From the experience of grief it is but a short step to female bonding, which is the underlying theme of many of Vara’s stories here. This is Salvaged is a wonderful testimony to the communion between women. The lead character in “The Hormone Hypothesis” says that women, driven by higher levels of the bonding hormone oxytocin, ‘arrive at answers to life’s questions together’ (p. 101). This is a neat subversion of the male bonding theory promoted by patriarchy, for men actually fare much worse when it comes to grief sharing, and, are, therefore, damned to a lonely existence.
Vara’s book excels in its insights into immigrant life in America. But this is not to say that she doesn’t write about the natives equally perceptively. The white presence in her stories, though thin and diffuse, is inescapable. The story, which gives the title to the book, stands out for its all white cast, with its lead pair, Marlon and Glenda, revealing the emptiness of an artistic and a religious life respectively, symbolized by the burning of the ark Marlon has laboriously built for three years. The story ends on a note of profound irony, showing how items salvaged from the wreckage of ark —hence the title ‘This is Salvaged’—make up the décor of philistine homes.

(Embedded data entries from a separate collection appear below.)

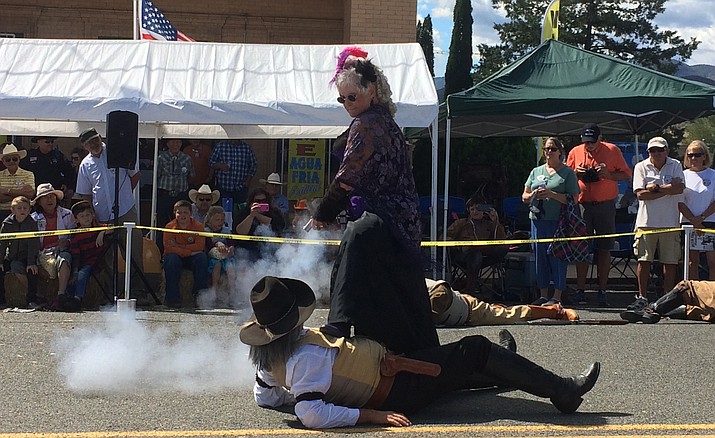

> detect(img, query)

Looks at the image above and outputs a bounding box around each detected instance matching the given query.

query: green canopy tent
[410,40,715,278]
[440,40,715,137]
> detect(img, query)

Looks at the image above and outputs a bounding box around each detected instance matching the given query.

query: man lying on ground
[425,278,579,327]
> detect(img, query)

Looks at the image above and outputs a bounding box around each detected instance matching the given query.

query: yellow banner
[541,0,561,43]
[286,140,326,201]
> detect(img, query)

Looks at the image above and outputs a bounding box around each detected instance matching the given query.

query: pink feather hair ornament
[329,46,367,85]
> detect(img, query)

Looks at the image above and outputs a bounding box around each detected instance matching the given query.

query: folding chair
[609,222,638,287]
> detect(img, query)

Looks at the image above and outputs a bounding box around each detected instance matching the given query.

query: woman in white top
[678,140,715,280]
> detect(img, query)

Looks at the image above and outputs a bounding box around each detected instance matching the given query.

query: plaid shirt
[156,151,194,192]
[209,140,257,192]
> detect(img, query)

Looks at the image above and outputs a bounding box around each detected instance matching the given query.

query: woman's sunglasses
[338,94,357,103]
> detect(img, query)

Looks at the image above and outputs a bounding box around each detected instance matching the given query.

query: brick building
[0,0,417,217]
[0,0,417,44]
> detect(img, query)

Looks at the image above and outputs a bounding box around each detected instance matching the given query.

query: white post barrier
[117,222,137,317]
[684,225,693,282]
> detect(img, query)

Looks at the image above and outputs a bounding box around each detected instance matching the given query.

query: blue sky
[417,0,715,76]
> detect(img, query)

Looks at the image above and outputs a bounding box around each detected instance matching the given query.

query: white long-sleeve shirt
[253,338,360,429]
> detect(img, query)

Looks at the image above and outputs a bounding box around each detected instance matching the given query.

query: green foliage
[444,0,474,96]
[417,14,434,77]
[412,137,536,198]
[477,0,700,78]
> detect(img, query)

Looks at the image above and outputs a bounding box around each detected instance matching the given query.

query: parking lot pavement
[0,308,715,438]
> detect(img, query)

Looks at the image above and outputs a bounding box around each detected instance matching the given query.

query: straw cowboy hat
[258,172,283,186]
[189,184,221,205]
[32,183,65,205]
[0,143,27,160]
[239,276,315,345]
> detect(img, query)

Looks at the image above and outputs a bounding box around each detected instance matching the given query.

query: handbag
[546,194,591,263]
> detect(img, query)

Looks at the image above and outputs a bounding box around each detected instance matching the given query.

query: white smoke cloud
[56,231,339,394]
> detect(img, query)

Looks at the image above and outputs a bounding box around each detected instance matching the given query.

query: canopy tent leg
[150,124,159,240]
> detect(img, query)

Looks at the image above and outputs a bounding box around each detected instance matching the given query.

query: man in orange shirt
[566,123,632,307]
[164,199,209,308]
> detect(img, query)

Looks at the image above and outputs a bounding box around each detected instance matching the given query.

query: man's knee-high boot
[482,344,601,414]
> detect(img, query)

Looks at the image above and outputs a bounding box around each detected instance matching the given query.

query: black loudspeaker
[107,111,139,169]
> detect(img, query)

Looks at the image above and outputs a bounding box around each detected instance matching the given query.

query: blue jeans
[531,220,568,291]
[74,265,94,298]
[164,252,209,303]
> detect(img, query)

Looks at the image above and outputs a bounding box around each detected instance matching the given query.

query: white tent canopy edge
[0,39,438,260]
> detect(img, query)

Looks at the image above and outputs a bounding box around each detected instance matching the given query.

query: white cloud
[428,0,715,76]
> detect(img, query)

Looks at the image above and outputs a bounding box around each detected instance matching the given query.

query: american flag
[141,0,195,41]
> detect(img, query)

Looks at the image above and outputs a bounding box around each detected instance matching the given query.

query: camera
[581,167,601,183]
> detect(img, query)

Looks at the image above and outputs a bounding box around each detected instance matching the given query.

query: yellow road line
[0,424,715,438]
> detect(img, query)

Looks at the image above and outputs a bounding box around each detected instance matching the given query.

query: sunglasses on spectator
[338,94,357,103]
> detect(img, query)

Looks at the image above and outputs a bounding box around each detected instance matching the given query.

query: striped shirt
[0,167,35,210]
[209,140,258,192]
[156,151,194,192]
[70,231,104,271]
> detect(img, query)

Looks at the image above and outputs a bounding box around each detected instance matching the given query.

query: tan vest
[271,328,385,408]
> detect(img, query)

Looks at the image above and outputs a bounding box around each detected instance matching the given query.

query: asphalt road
[0,309,715,438]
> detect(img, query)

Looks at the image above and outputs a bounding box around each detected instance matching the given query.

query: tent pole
[442,117,452,279]
[430,116,439,278]
[151,123,159,240]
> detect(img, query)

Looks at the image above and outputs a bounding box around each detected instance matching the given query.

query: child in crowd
[0,196,42,309]
[204,205,233,288]
[67,201,105,310]
[163,199,209,308]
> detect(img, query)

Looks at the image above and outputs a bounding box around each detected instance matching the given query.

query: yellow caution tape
[0,226,124,240]
[0,225,704,247]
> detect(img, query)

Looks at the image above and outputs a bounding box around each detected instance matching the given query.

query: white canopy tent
[0,39,438,256]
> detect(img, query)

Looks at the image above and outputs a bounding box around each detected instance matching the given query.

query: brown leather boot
[528,304,579,321]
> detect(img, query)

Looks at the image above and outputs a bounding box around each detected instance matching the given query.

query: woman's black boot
[482,344,601,414]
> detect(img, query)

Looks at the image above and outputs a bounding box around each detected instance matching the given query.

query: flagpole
[132,0,141,40]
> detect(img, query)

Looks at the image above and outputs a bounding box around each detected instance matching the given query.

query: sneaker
[571,289,588,306]
[626,295,648,310]
[531,297,549,306]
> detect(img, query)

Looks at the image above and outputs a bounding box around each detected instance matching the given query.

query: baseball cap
[648,137,668,149]
[581,123,601,143]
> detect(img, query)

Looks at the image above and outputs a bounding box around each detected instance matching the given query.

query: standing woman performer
[521,137,581,306]
[311,47,439,353]
[678,140,715,281]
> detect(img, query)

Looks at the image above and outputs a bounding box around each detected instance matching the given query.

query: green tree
[444,0,474,96]
[477,0,700,78]
[417,15,434,77]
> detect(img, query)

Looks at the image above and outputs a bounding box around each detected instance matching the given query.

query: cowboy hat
[31,183,65,205]
[189,184,221,205]
[239,276,315,345]
[0,143,27,160]
[293,199,308,210]
[258,172,283,186]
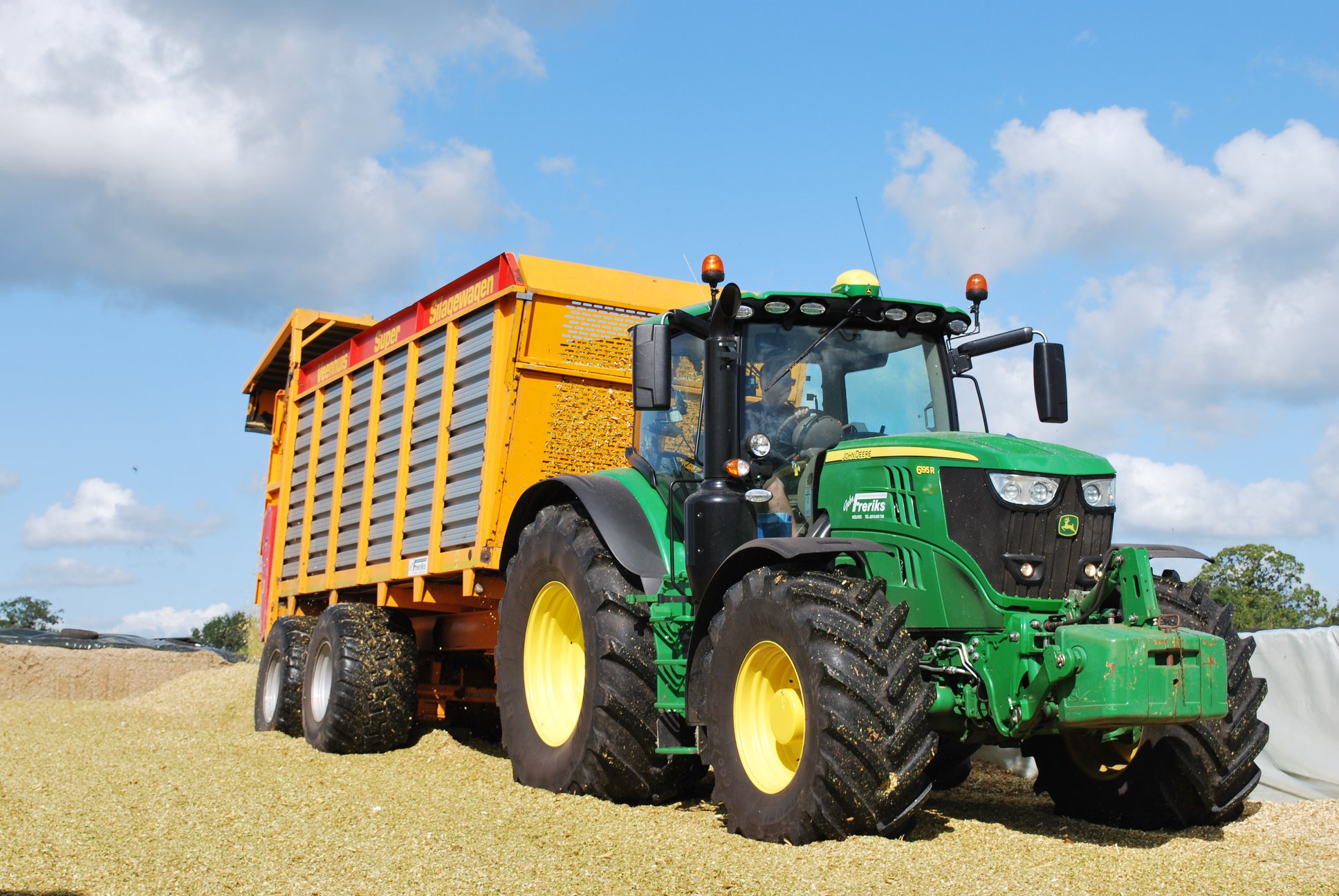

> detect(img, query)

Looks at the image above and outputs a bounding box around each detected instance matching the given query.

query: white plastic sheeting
[1250,626,1339,802]
[975,626,1339,802]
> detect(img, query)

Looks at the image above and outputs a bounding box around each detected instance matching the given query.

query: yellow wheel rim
[1062,731,1143,781]
[522,581,585,746]
[735,642,805,793]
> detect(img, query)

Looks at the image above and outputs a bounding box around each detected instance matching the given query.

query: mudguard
[501,474,665,595]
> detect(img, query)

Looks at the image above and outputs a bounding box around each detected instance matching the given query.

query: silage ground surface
[0,664,1339,896]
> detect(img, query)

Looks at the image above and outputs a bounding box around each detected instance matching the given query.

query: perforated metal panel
[400,330,446,557]
[541,382,632,477]
[280,393,316,579]
[562,301,647,369]
[442,308,492,548]
[335,364,372,569]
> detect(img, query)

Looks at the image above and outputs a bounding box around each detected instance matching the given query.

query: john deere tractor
[497,256,1268,843]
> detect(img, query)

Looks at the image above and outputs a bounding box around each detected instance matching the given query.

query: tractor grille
[941,466,1116,600]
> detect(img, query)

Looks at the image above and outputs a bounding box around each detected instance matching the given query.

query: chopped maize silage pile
[0,651,1339,896]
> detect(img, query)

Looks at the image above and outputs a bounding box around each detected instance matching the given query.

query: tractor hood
[827,433,1116,476]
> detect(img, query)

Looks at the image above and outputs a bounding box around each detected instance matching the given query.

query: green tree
[1194,545,1339,631]
[190,609,250,655]
[0,595,64,631]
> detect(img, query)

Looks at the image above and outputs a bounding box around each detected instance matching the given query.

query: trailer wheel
[930,734,981,790]
[303,604,418,753]
[1023,577,1269,830]
[701,566,934,843]
[497,505,701,802]
[256,616,316,738]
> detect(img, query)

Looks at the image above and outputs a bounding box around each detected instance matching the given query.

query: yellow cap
[831,268,878,295]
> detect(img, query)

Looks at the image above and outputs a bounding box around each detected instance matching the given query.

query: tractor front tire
[256,616,316,738]
[303,604,418,753]
[1023,576,1269,830]
[695,566,934,843]
[495,505,701,802]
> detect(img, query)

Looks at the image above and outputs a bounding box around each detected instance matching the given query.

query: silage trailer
[243,254,1268,843]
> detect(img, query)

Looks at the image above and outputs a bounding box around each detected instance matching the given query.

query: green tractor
[495,256,1268,843]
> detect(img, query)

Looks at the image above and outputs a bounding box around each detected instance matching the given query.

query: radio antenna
[857,196,878,280]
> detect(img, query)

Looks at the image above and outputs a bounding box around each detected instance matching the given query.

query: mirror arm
[953,372,991,433]
[665,308,711,339]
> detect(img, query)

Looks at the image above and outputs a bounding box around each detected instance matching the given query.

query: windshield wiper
[764,296,869,393]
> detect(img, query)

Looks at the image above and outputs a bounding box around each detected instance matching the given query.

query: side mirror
[1033,343,1070,423]
[632,324,670,411]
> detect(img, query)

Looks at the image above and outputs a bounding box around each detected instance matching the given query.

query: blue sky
[0,0,1339,635]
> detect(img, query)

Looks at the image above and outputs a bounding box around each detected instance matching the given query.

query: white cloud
[0,0,544,315]
[884,107,1339,272]
[884,107,1339,422]
[1109,454,1336,544]
[17,557,136,588]
[110,604,229,637]
[539,156,577,174]
[23,478,222,548]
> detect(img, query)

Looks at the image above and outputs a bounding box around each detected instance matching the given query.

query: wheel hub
[311,642,335,722]
[734,642,805,793]
[261,651,284,722]
[522,581,585,747]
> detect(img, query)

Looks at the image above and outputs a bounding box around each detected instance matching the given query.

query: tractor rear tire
[495,505,703,803]
[303,604,418,753]
[695,566,934,843]
[1023,576,1269,830]
[256,616,316,738]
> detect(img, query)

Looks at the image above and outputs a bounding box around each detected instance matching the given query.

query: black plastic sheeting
[0,628,242,663]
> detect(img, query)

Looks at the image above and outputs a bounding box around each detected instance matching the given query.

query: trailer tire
[256,616,316,738]
[699,566,934,843]
[928,734,981,790]
[497,503,703,802]
[1023,576,1269,830]
[303,604,418,753]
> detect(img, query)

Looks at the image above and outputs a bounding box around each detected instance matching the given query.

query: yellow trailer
[242,253,705,733]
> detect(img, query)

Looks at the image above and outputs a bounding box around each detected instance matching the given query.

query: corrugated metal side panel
[441,308,492,548]
[306,379,344,576]
[335,364,372,569]
[367,344,409,563]
[279,393,316,579]
[400,328,447,557]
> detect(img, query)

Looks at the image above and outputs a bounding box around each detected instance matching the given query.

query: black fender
[1111,545,1213,563]
[498,473,665,595]
[687,539,892,725]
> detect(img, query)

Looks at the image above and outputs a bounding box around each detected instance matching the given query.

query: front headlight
[991,473,1060,507]
[1079,478,1116,507]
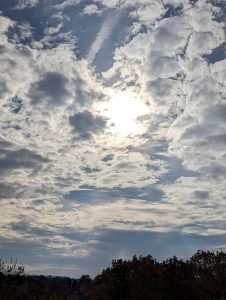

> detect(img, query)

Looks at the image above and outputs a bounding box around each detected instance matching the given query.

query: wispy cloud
[87,10,120,63]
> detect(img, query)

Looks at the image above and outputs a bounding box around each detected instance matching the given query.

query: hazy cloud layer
[0,0,226,275]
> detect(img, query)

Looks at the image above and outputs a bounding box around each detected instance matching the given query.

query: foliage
[0,250,226,300]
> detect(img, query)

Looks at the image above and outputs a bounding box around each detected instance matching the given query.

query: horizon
[0,0,226,277]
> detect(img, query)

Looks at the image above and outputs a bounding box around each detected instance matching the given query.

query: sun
[100,92,149,136]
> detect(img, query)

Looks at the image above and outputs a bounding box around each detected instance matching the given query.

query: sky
[0,0,226,277]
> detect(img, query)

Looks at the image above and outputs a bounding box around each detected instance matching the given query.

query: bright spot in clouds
[102,92,149,135]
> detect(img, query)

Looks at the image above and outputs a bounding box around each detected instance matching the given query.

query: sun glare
[101,92,148,135]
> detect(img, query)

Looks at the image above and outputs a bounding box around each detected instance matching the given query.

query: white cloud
[87,11,120,63]
[14,0,39,9]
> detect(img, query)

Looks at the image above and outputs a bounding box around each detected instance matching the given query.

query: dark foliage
[0,251,226,300]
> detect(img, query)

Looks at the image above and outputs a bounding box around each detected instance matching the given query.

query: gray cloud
[28,72,70,105]
[69,110,106,140]
[0,141,49,174]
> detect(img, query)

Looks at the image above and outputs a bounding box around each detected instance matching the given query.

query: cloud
[28,72,70,105]
[14,0,39,9]
[83,4,102,16]
[87,12,120,63]
[0,0,226,275]
[69,110,106,140]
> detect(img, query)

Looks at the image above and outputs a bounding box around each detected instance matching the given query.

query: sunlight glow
[104,92,149,135]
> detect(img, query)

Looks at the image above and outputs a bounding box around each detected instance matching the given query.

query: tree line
[0,250,226,300]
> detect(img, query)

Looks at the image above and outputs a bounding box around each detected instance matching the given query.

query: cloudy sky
[0,0,226,277]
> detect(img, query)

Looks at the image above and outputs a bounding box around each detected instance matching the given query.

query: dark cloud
[69,110,106,140]
[64,186,164,203]
[28,72,70,105]
[0,81,8,97]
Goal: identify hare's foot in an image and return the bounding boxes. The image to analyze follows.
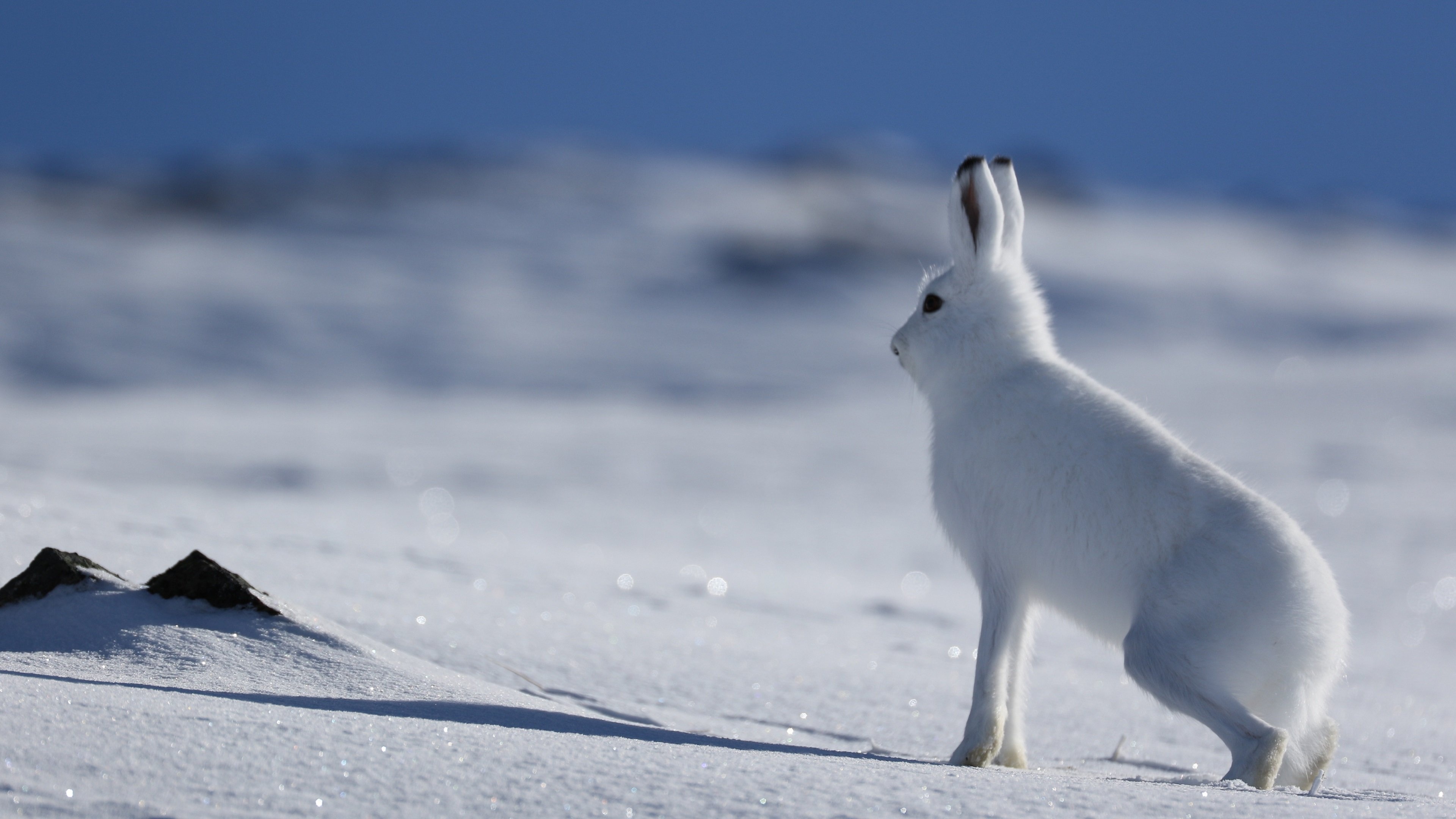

Vara’s stories are truly about people caught in life’s imbroglios. She steers clear of the sentimentalism of Us vs. Them. She does not spare the American society. She does not let Indian society off the hook either. In “Sybils” the young daughter reminds her mother that Indians can be just as racist as the white Americans. Also, “What Next”, the last but one story, focuses on the Indian society’s obs,ession with wealth and residence in America and how Indians in America have created an extension of this India in America.
The real achievement of Vara’s book is its crisp, crystalline and shining language that offers to authorize a simple diction for imaginative writing which it sets out to redeem. This is Salvaged is a tremendous work of short fiction, life sustaining in is penetrating insights into the unconfessed areas of our lives, and, in its liquid and flowing lines, is a pure joy to read. This is Salvaged is the author’s salvation journey, ours too.